A view function is being used to privately tunnel state between views. Yay!
Example
Below shows an internal view function, its use by view A and its handling by B’s OnInvoke.
To illustrate the inter-view interactions more clearly, the two views are created by separate functions instead of using a single generalized function (as would be preferable in real life).
section MySource;
MySource = ...;
MySource.Publish = ...;
[DataSource.Kind="MySource", Publish="MySource.Publish"]
shared MySource.Connect = () =>
let
BaseNavTable =
#table(
{"Name", "Data", "ItemKind", "IsLeaf" },
{
{ "A", GetViewA([]), "Table", true },
{ "B", GetViewB([]), "Table", true }
}
)
in
Table.ToNavigationTable(BaseNavTable, {"Name"}, "Name", "Data", "ItemKind", "ItemKind", "IsLeaf");
GetViewA = (state as record) =>
Table.View(
null,
[
GetType = () => Value.Type(GetRows()),
GetRows = () =>
if state[Join]? <> null
then // this view has handled a join, so return simulated joined data
#table(
{"A.ID", "A.Value", "B.ID", "B.Value"},
{{1, "Joe", 1, "hello"}, {2, "State Details", 2, Helpers[ValueToText](state)}}
)
else // this view has *not* handled a join, so just return table A data
#table(
{"A.ID", "A.Value"},
{{1, "Joe"}, {2, "Paul"}}
),
OnJoin = (joinSide, leftTable, rightTable, joinKeys, joinKind) =>
let
OtherTable =
if joinSide = JoinSide.Left then rightTable
else if joinSide = JoinSide.Right then leftTable
else error "Unexpected joinSide value",
OtherTableState = try InternalState(OtherTable)
in
if OtherTableState[HasError]
then error OtherTableState[Error]
else @GetViewA(state & [Join = [OtherVieweState = OtherTableState[Value]]])
]
);
GetViewB = (state as record) =>
Table.View(
null,
[
GetType = () => Value.Type(GetRows()),
GetRows = () =>
#table(
{"B.ID", "B.Value"},
{{1, "hello"}, {2, "world"}}
),
OnTake = (count as number) => @GetViewB(state & [Take = count]),
OnInvoke = (func, args, index) =>
if func = InternalState
then state
else ...
]
);
InternalState =
Table.ViewFunction((input as table) => error "Called when not expected.");
/*
Assumes that:
* https://raw.githubusercontent.com/Microsoft/DataConnectors/master/samples/TripPin/8-Diagnostics/Diagnostics.pqm is included as section member "Helpers"
* Table.ToNavigationTable is present (from https://docs.microsoft.com/en-us/power-query/helperfunctions#tabletonavigationtable)
*/
When used with our introductory example, the following is output:
Observations
- B’s GetRows is ignored when A handles the join between A and B. Notice that the two views are hard-coded to return different values for B’s data.
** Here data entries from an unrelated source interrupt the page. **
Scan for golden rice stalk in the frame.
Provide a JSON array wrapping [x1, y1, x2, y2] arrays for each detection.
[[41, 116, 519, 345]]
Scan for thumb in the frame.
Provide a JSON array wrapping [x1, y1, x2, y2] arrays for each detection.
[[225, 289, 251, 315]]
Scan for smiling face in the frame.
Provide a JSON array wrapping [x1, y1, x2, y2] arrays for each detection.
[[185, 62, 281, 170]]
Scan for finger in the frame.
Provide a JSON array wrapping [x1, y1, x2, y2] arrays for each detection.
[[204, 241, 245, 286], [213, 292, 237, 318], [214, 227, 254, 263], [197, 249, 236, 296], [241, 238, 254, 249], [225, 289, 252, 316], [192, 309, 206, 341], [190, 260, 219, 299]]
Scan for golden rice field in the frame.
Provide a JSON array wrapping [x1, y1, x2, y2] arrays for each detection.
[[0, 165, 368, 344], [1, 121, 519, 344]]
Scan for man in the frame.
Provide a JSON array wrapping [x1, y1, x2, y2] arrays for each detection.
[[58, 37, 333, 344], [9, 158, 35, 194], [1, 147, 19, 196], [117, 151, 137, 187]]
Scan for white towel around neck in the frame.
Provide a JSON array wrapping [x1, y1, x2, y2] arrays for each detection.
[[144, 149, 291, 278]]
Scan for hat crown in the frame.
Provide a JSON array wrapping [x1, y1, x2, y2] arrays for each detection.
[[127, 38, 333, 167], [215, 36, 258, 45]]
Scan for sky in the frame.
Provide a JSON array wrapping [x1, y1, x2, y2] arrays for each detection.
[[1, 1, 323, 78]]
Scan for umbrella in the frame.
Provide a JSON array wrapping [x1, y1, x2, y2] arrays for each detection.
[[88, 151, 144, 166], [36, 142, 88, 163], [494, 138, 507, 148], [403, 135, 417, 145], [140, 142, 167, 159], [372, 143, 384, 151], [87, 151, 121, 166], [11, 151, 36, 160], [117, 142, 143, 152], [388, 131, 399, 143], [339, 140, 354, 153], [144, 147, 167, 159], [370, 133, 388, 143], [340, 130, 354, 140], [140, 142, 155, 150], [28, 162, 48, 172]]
Since A accepted the OnJoin folding request, Power Query relies on A’s view to return the appropriate data for both tables A and B when performing the join.
- InternalState raises an error if its actual method body is run. This will occur if it is called on a table other than one directly powered by B’s view, as only that view’s OnInvoke handles this method (and so bypasses the method’s normal behavior). Also, if A’s OnJoin encounters an error when it makes its call to InternalState, it will re-raise it—which signals Power Query that A declines the folding request, which will lead to Power Query internally performing the join. The net effect is that A will only take responsibility for a join if it is to table B.